Nature has an answer for how to develop capabilities. It’s “play“. The innocuous, childish, word belies its significance. There’s a good reason why young animals, kittens for example, play. It’s a formal mode where we can push the envelope for developing capacities and prepare us for the harsh challenges in life, but without the real risk and danger. You could call it training. Nature creates the safe space for practicpre and rehearsal by play. It’s a reason why such creatures have gestures, just as we have smiling and laughing, to signal it isn’t “serious” conflict, rather we’re just training and building excess talent for when we need it in life. That’s also behind humour’s power to de-escalate situations.

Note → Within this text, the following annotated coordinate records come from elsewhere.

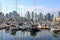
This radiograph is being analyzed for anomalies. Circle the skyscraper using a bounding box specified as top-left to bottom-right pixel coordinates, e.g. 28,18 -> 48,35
59,11 -> 60,16
38,13 -> 43,21
26,11 -> 30,19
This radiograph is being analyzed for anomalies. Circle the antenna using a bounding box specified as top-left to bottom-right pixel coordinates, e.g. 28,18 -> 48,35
0,3 -> 1,12
16,0 -> 17,12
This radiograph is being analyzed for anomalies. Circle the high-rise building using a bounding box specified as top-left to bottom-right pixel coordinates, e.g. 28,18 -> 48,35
45,13 -> 54,21
0,12 -> 4,22
38,13 -> 43,21
26,11 -> 30,19
59,11 -> 60,16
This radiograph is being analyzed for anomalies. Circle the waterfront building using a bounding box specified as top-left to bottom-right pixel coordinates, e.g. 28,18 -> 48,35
59,11 -> 60,16
26,11 -> 30,19
0,12 -> 4,23
38,13 -> 43,21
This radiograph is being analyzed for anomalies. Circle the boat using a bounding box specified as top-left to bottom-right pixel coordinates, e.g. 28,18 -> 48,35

It’s surprising in fact how little training, play, and rehearsal we get in professional environments – compared with, say, Alaskan Rescue Swimmers. Where is the safe space to try things out, working with others on serious things, uninhibited by taking risks that could be career threatening for “real”?
Research Sandpits – Playing with Research
“Research Sandpits” are a real and serious thing, used by research councils to design and fund sizeable projects quickly. In main ways they happen to condense important features of life as a researcher into a short time-frame. Because of that, the impacts of what we do in them are immediate and visible”, which is why they also make a good training environment. They work like this: a group of researchers, who likely don’t know each other, are thrown into a room and presented with a research Grand Challenge. They have to find colleagues, form teams, come up with new ideas of value that makes use of the expertise in the group, figure out how to make a compelling research case for that idea, and present it to a panel of experienced academics to assess as a research case.
Much of our explicit focus as researchers is on the technical issue of our field. Sandpits contain the missing, unspoken part: given the expertise and talents we have, how do we work with colleagues from different disciplines, to collaborate and put great cases together? That’s a practice. You can gain years worth of ‘experience’, and build confidence along the way – often by “failing in style”, much as kittens do as they become the superbly focused and coordinated athletes of the animal kingdom that cats are.
Because of Wind’s principle, you have the real advantage that few other young researchers will realise just how much you can build your own capacities when we take training as seriously – as in the exceptional case of the Rescue Swimmers.
And maybe, with this kind of approach, you could become the elite research equivalent of the Alaskan Rescue Swimmer – I wonder what that would be?
- Edgar Wind (1967) “Pagan Mysteries in the Renaissance“, Harmondsworth, England, Penguin Books.